Delphi is the descendant of Turbo Pascal, which was first released in 1983 for the CP/M operating system. Turbo Pascal was ported to MS-DOS in early 1984. During the early history of the IBM PC, Turbo Pascal was arguably the most popular language for serious development work - mostly because it was a real compiler, including the program editor and everything, that cost $19.95 and would run on a 128Kb machine. Borland introduced Turbo Pascal for Windows in 1990. In the early days of DOS, programmers had a choice between productive-but-slow BASIC or efficient-but-complex assembly language. Turbo Pascal, which offered the simplicity of a structured language and the performance of a real compiler, bridged that gap. Windows programmers face a similar choice today - a choice primarily between a powerful yet unwieldy language such as C++, or a simple but limiting and slow languages such as Visual Basic. Delphi offers you a great deal: visual development and code generation, compiled executables, DLLs; databases and much more. The latest release of Borland Pascal (as it is now called), not including Delphi, was version 7.0 in late 1992.
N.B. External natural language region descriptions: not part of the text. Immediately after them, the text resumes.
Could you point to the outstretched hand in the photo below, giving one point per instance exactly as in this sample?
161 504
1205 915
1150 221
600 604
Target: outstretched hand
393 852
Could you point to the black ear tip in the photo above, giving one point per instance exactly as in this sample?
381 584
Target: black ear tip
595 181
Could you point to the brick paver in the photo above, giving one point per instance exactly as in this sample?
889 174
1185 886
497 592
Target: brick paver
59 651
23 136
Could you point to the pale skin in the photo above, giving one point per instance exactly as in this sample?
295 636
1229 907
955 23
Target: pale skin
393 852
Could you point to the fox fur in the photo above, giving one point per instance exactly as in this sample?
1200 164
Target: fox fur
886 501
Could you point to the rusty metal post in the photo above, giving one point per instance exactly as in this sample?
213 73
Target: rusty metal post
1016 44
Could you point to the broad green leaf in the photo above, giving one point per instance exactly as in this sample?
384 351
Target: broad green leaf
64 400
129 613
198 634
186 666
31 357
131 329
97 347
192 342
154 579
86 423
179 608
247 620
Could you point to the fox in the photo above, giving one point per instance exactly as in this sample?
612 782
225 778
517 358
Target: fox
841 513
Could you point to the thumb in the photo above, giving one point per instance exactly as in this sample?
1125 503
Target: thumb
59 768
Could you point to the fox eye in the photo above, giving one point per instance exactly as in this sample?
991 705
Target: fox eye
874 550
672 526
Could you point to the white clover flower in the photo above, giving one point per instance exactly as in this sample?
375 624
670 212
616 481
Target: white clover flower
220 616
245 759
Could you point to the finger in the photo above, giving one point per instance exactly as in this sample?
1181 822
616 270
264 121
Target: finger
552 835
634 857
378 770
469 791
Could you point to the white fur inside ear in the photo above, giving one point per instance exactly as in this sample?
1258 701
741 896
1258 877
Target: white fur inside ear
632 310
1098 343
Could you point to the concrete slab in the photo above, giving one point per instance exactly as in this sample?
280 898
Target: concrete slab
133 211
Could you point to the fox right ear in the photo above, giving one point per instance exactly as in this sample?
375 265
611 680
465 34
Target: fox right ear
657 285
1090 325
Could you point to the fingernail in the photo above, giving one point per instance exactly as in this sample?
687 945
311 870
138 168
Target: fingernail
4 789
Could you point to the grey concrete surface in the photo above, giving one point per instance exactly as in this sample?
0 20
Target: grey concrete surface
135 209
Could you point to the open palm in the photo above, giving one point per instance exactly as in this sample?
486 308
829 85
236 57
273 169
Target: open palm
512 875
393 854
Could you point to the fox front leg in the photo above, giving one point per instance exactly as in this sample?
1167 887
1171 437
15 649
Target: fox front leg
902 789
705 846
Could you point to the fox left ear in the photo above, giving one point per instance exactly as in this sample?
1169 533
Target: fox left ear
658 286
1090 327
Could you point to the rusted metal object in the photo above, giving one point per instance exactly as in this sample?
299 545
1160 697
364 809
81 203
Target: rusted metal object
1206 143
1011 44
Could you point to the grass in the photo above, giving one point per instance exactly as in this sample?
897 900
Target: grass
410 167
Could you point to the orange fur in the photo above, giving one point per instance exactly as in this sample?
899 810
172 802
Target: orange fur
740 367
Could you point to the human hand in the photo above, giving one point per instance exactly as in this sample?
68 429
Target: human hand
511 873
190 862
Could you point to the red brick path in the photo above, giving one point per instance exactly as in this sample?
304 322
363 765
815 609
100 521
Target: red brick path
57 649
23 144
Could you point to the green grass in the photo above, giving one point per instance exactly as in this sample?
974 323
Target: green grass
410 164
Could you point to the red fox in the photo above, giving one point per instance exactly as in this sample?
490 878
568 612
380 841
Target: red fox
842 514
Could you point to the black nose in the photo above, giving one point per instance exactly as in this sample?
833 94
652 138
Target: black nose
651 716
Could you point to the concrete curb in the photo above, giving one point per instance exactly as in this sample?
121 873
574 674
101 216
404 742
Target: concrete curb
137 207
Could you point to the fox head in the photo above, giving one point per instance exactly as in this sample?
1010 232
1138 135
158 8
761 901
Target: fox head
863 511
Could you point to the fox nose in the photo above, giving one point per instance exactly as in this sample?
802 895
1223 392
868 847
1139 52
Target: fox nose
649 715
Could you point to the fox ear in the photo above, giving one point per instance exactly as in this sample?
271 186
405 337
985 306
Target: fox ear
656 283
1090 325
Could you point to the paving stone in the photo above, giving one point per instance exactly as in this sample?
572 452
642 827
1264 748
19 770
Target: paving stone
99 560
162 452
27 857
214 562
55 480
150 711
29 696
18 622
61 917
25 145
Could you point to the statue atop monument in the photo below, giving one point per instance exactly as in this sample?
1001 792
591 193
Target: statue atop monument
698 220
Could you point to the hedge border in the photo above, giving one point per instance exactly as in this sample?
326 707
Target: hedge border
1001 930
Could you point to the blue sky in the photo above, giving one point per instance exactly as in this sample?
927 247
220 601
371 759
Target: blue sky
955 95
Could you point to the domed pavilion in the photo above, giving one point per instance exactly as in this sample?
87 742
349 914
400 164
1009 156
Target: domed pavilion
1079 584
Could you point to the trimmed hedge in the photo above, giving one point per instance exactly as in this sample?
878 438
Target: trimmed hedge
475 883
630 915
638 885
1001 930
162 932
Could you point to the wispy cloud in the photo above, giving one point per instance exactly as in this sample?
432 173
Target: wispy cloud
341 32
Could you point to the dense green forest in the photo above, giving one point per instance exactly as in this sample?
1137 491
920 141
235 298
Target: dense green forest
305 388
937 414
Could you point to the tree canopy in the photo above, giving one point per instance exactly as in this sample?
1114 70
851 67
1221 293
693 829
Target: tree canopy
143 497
Delphi had an unusually long development cycle - somewhere between 18 months and two years, depending on who you talk to. Various beta-test and prerelease copies have been circulated, including several hundred “early experience” copies which were given away at the trade show Software Development ‘95. Delphi was officially announced in the U.S. on Feb. 14, 1995, and the first release-level copies were shipped on February 28.

Delphi is and an object-oriented, visual programming environment for rapid application development (RAD). Using Delphi, you can create applications for Microsoft Windows 3.1x, 95/98/NT/2000, ME and XP.

Database development refers to the fact that Delphi is an ideal tool to design database client applications that communicate with a variety of local or remote databases. The standard version of Delphi has the capability to connect to local Paradox, dBase and ODBC tables, and Delphi Client/Server comes with SQL Links drivers for a variety of networked SQL server databases. If you are a “regular programmer”, this means you finally have a database engine built seamlessly into your development environments. Programmers don?t have to rely on third-party database library?s when they need the data-management capability of a true database in their applications.

Programs compiled in Delphi 1 are 8-15 times faster than if they were compiled by Microsoft Visual Basic 3/4. This is due to the fact that programs created with Delphi do not need any runtime libraries and the generated is code is not translated during the program execution. Delphi also has built-in x86 assembler support (286 for Delphi 1.0 and 386 for Delphi 2+) so you can write your time-critical functions in pure assembler. Also Delphi supports VCL (Visual Component Libray). These are visual and non-visual components (buttons, frames, edit boxes, …) They are available all over the Internet and they are very easy to write yourself. Delphi itself is said to be written in a combination of Delphi and assembler. Delphi is created by Borland International.